Karachi: The State Bank of Pakistan (SBP) has amended its rules regarding the Minimum Deposit Rate (MDR), removing the requirement for Trusts, Private Limited businesses, and individual deposits exceeding Rs10 million. This regulatory change comes as a significant shift from the earlier policy where only financial institutions, public sector enterprises, and public limited companies were exempted from MDR, with other entities still receiving an MDR of the policy rate minus 1.5%.
According to JS Global, the central bank's latest circular outlines the removal of MDR applicability across these categories, aiming to compensate banks on the remittances cost side. This move follows the government's discontinuation of the Telegraphic Transfer Charges Incentive Scheme (TTCIS), which previously provided a subsidy to financial institutions to encourage remittances through formal channels.
The impact on the banking industry is substantial. The total non-MDR deposits from private limited businesses, trusts, and individuals are expected to rise significantly, potentially increasing the industry's income by up to Rs20-45 billion. This increase could help offset the estimated Rs70 billion cost burden due to the cessation of the TTCIS. The adjustments are likely to benefit banks with affluent customer bases, as these institutions can offer more competitive returns and services.

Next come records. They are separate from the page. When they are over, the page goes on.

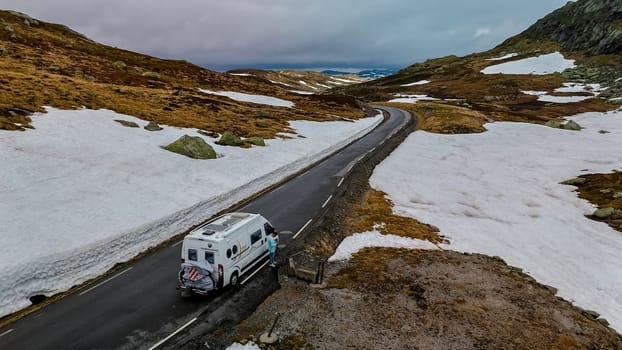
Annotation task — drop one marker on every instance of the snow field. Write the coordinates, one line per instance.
(499, 193)
(81, 192)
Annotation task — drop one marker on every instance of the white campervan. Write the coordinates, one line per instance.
(218, 252)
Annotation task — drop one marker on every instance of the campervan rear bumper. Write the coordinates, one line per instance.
(196, 279)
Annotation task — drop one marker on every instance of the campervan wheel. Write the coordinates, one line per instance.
(234, 279)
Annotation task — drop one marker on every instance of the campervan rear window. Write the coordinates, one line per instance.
(192, 254)
(255, 236)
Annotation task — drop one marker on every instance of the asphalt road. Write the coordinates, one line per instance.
(139, 307)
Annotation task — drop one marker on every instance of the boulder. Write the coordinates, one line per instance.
(127, 123)
(574, 182)
(193, 147)
(153, 75)
(553, 123)
(208, 133)
(119, 64)
(256, 140)
(604, 213)
(230, 139)
(153, 126)
(572, 125)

However, the deposits in the Rs10 million and above category have experienced a decline, attributed to the government's decision to include interest income of over Rs50 million in the normal tax regime. This shift has reportedly led to funds moving towards mutual funds. The banks expected to benefit most from this regulatory change include HBL, UBL, MEBL, BAHL, and MCB, given their established prestige and premium banking services.